Elements of Drawing exercise 4 and 5

 Exercise 4 switches to using a pencil to create a smooth tone gradient, but with the pencil point... and a nasty H pencil. 

Ruskin is aware this is odd behaviour, and that the silvery grey results will feel wrong, and the student's arty friends will tease them, but it's all about control. It would be interesting to see some examples of Ruskin's exercise attempts, the ones reproduced in the book are compromised by the print requirements of the day. I've had a search and can find examples of some botanical sketches but no cubes of tone ribbons.


Exercise 5 gets the student to construct a shape by filling the space with pencil tone. I'm not sure I was getting the value from the exercise, it's very difficult not to outline the shape as part of the process, which you aren't to do. Even though the shapes are very simple, just letters I found I could see my hand in the work... although I could be imagining it, and actually not be able to pick out my shapes from those of others. It does make me wonder at what point that emerges. There's probably studies on how far things can be abstracted.

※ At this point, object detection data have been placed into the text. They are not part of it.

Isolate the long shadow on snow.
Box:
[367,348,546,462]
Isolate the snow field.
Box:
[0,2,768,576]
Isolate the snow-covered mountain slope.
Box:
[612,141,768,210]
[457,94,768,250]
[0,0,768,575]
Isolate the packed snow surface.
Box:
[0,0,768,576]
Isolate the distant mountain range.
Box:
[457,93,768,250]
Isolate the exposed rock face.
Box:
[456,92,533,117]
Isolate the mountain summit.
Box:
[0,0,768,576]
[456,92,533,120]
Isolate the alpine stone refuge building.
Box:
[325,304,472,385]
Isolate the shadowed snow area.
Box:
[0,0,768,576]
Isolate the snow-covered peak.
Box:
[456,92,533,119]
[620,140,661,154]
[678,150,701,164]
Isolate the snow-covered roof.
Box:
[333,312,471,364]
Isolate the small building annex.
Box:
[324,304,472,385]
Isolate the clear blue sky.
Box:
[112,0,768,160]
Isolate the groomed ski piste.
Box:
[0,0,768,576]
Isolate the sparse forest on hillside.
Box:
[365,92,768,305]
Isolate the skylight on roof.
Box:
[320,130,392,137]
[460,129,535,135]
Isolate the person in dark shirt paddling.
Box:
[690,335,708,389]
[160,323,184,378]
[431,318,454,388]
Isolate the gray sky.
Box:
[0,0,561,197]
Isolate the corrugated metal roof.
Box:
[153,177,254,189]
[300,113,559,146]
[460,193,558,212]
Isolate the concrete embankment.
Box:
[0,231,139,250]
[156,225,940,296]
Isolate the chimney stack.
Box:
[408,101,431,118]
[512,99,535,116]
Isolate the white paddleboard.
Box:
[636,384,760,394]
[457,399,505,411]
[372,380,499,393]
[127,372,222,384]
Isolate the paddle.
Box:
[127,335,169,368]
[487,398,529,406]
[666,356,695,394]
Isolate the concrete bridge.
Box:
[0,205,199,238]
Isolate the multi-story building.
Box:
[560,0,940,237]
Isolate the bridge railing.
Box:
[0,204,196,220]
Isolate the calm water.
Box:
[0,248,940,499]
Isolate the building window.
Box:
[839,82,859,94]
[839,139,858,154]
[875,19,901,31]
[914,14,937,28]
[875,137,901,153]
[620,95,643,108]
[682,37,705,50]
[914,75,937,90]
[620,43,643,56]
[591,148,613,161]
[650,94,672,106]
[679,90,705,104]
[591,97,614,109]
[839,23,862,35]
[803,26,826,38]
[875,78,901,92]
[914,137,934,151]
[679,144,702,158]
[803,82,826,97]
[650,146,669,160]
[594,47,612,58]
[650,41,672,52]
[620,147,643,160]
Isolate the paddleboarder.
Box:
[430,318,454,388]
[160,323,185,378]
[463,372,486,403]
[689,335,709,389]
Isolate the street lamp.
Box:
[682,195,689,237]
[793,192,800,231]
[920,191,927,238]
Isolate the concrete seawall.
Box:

I might see what happens if I just trace over some letters, would my hand still be clear?
I don't think that is what Ruskin was after. Next up is Exercise 6 which looks like drawing trees, or the shapes trees create in their branches. Ruskin suggests the use of a denuded tree which is tricky here as it's the start of Summer. I might get away with using the cabbage palms in the garden which had all the loose fronds blown away by strong winds.